Russian “Assassination Unit” Linked to Havana Syndrome

New reports claim to have found a potential origin for the mysterious "Havana Syndrome" that's said to have affected American and Canadian agents — but questions remain about whether the US government agrees.

In a five-year investigation conducted with the help of Germany's Der Spiegel and the independent Russian exile outfit The Insider, CBS' 60 Minutes reports that the strange neurological symptoms associated with Havana Syndrome seem to be linked to a secretive Russian "assassination unit."

Named for the first reported instances in 2016 occurring near the US embassy in Havana, Cuba, these "anomalous health incidents," as the American military calls them, have been said to affect personnel in China, Germany, Austria, and Vietnam, as Axios helpfully rounded up.

As reports indicate, spies and diplomats from the US and Canada have reported a constellation of bizarre symptoms, ranging from ear-ringing and hearing loss to vertigo and cognitive dysfunction, with little in common about the sufferers save for their top-secret government jobs.

Since then, there have been all kinds of potential explanations for the symptoms, with the prevailing theory being that it was some sort of directed microwave or acoustic attack. Those theories have been complicated by the government's own repeated denials that the syndrome was caused by foreign attacks.

This new reporting, which comes just two weeks after a pair of studies by government scientists that found Havana Syndrome had no long-lasting effects in the brains of sufferers, suggests that attacks may have occurred even earlier than previously reported — though details about the who and why are still murky.

Indeed, as the trifecta of outlets report, a similar set of symptoms happened to at least four Americans in Frankfurt in 2014 and also to three agents who'd been stationed in Ukraine — but the "hits," as the reports call them, only occurred after they'd left that country.

As The Insider detailed in its own report about the investigation, an American named Mark Lenzi claimed that he and his family had all suffered similar attacks, which that outlet describes as "something akin to a strong energy beam." That man and his whole family, who'd previously been in Guangzhou, China, all failed brain injury tests and were compensated "more than a million dollars because of our diagnosed traumatic brain injuries," he told the outlet.

What's more, the outlet claims that as recently as July 2023, a Department of Defence official was said to be hit with a similar energy attack during a NATO summit in Lithuania that was also attended by President Joe Biden.

Although The Insider is said to have identified officials associated with "Unit 29155," the alleged assassination unit that's said to be part of Russia's GRU state intelligence agency, the outlet explains these links primarily with call logs, car rentals, arrests, and hearsay.

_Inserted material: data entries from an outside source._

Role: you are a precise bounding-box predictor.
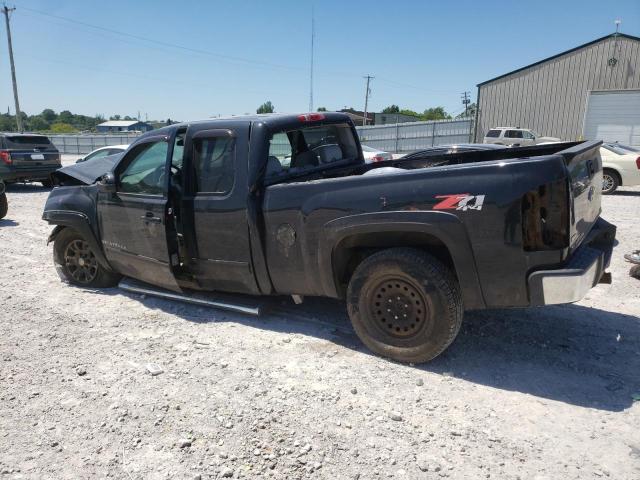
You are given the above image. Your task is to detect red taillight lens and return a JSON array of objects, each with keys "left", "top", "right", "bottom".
[
  {"left": 0, "top": 150, "right": 11, "bottom": 165},
  {"left": 298, "top": 113, "right": 324, "bottom": 122}
]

While there certainly are patterns demonstrated by the exile outlet, the evidence it provides is tenuous enough to provide ample plausible deniability — which is exactly what the Kremlin did when asserting that it has nothing to do with Havana syndrome.

"This is not a new topic at all; for many years the topic of the so-called 'Havana syndrome' has been exaggerated in the press," Kremlin spokesperson Dmitry Peskov told the press in the wake of the new reporting, "and from the very beginning it was linked to accusations against the Russian side."

Although an ex-Pentagon official did tell The Insider that he believed Russia was behind these attacks, the US government itself has not responded to the latest reports. We've reached out to the DOD, but thus far the official silence only serves to further complicate the already-complex debacle of Havana syndrome.